You can continue with this task without creating outputObjects yet. In this task, overrides are applied during the job definition, so you don't have to create the outputObjects and writeSettings at this time.

For more information on creating outputObjects, writeSettings, and publications, see API Task - Manage Outputs.

Step - Run Job

Through the APIs, you can specify and run a job. In the above example, you must run the job for the terminal dataset, which is POS-r01 in this case. This dataset contains references to all of the other datasets. When the job is run, the recipes for the other datasets are also applied to the terminal dataset, which ensures that the output reflects the proper integration of these other datasets into POS-r01.

Note

In the following example, writeSettings have been specified as overrides in the job definition. These overrides are applied for this job run only. If you need to re-run the job with these settings, you must either 1) re-apply the overrides or 2) create the writeSettings objects.For more information, see API Task - Manage Outputs.

Steps:

  1. Acquire the internal identifier for the recipe for which you wish to execute a job. In the previous example, this identifier was 23.

  2. Construct a request using the following:

    Endpoint

    http://www.example.com:3005/v4/jobGroups

    Authentication

    Required

    Method

    POST

    Request Body:

    {
      "wrangledDataset": {
        "id": 23
      },
      "overrides": {
        "execution": "photon",
        "profiler": true,
        "writesettings": [
          {
            "path": "hdfs://hadoop:50070/trifacta/queryResults/admin@example.com/POS-r01.csv",
            "action": "create",
            "format": "csv",
            "compression": "none",
            "header": false,
            "asSingleFile": false
          }
        ]
      },
      "ranfrom": null
    }
    
  3. In the above example, the specified job has been launched for recipe 23 to execute on the Trifacta Photon running environment with profiling enabled.

    1. Output format is CSV to the designated path.
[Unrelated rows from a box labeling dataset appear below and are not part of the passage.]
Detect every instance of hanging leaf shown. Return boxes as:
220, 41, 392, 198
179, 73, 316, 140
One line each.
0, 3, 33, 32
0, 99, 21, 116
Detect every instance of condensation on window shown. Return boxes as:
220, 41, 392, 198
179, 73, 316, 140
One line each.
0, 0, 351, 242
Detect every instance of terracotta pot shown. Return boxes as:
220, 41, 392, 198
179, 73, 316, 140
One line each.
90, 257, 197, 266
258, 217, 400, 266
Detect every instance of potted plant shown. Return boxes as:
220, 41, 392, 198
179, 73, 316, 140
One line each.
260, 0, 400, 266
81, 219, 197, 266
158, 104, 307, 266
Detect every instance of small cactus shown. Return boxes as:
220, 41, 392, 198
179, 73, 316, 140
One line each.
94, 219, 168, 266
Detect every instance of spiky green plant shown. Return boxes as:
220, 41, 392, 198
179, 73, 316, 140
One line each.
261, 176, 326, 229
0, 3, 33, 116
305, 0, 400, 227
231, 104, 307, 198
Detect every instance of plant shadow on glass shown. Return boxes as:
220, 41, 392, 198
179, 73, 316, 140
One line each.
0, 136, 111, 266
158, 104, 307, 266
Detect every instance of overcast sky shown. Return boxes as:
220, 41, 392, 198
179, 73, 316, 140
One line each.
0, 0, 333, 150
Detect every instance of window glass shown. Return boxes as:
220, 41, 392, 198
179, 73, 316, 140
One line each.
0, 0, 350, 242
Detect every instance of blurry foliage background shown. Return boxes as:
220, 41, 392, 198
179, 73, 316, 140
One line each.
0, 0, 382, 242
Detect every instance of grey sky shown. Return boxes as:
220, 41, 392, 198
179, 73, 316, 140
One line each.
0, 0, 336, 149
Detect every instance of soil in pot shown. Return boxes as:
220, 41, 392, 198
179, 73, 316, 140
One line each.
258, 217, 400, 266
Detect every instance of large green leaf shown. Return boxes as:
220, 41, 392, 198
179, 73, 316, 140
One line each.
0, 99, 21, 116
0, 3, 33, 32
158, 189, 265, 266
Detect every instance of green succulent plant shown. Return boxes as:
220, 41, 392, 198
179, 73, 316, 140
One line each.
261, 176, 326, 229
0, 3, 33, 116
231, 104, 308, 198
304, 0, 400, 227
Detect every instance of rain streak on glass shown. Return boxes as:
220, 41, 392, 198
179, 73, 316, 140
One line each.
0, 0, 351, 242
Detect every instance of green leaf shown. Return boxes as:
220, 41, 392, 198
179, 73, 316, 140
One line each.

For more information on these properties, see https://api.trifacta.com/ee/9.7/index.html#operation/runJobGroup

    2. Output is written as a new file with no overwriting of previous files.

  4. A response code of 201 - Created is returned. The response body should look like the following:

    {
    
        "sessionId": "79276c31-c58c-4e79-ae5e-fed1a25ebca1",
        "reason": "JobStarted",
        "jobGraph": {
            "vertices": [
                21,
                22
            ],
            "edges": [
                {
                    "source": 21,
                    "target": 22
                }
            ]
        },
        "id": 3,
        "jobs": {
            "data": [
                {
                    "id": 21
                },
                {
                    "id": 22
                }
            ]
        }
    }
  5. Retain the id value, which is the job identifier, for monitoring.
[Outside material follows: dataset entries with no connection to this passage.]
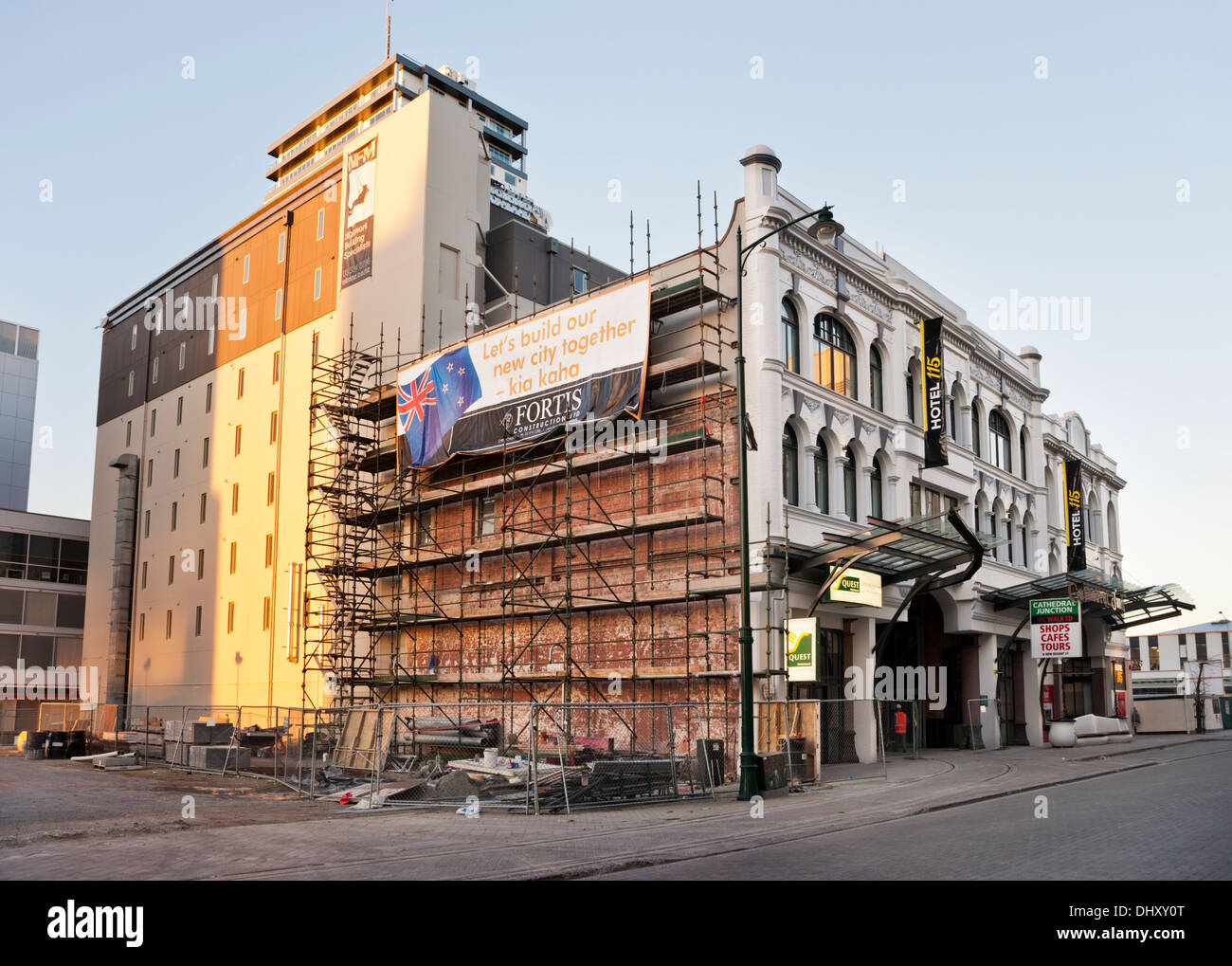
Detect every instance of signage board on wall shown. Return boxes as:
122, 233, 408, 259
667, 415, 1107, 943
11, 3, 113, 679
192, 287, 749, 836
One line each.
398, 279, 650, 467
1064, 460, 1087, 573
920, 317, 950, 469
1030, 597, 1081, 658
337, 138, 377, 288
825, 567, 881, 608
783, 617, 818, 682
Step - Monitoring Your Job

You can monitor the status of your job through the following endpoint:

Endpoint

http://www.example.com:3005/v4/jobGroups/<id>/status

Authentication

Required

Method

GET

Request Body

None.

When the job has successfully completed, the returned status message is the following:

"Complete"

For more information, see https://api.trifacta.com/ee/9.7/index.html#operation/runJobGroup

Step - Re-run Job

In the future, you can re-run the job exactly as you specified it by executing the following call:

Tip

You can swap imported datasets before re-running the job. For example, if you have uploaded a new file, you can change the primary input dataset for the dataset and then use the following API call to re-run the job as specified. See https://api.trifacta.com/ee/9.7/index.html#operation/updateInputDataset

Endpoint

http://www.example.com:3005/v4/jobGroups

Authentication

Required

Method

POST

Request Body

{
  "wrangledDataset": {
    "id": 23
  },
  "overrides": {
    "execution": "photon",
    "profiler": true,
    "writesettings": [
      {
        "path": "hdfs://hadoop:50070/trifacta/queryResults/admin@example.com/POS-r01.csv",
        "action": "create",
        "format": "csv",
        "compression": "none",
        "header": false,
        "asSingleFile": false
      }
    ]
  },
  "ranfrom": null
}

The job is re-run as it was previously specified.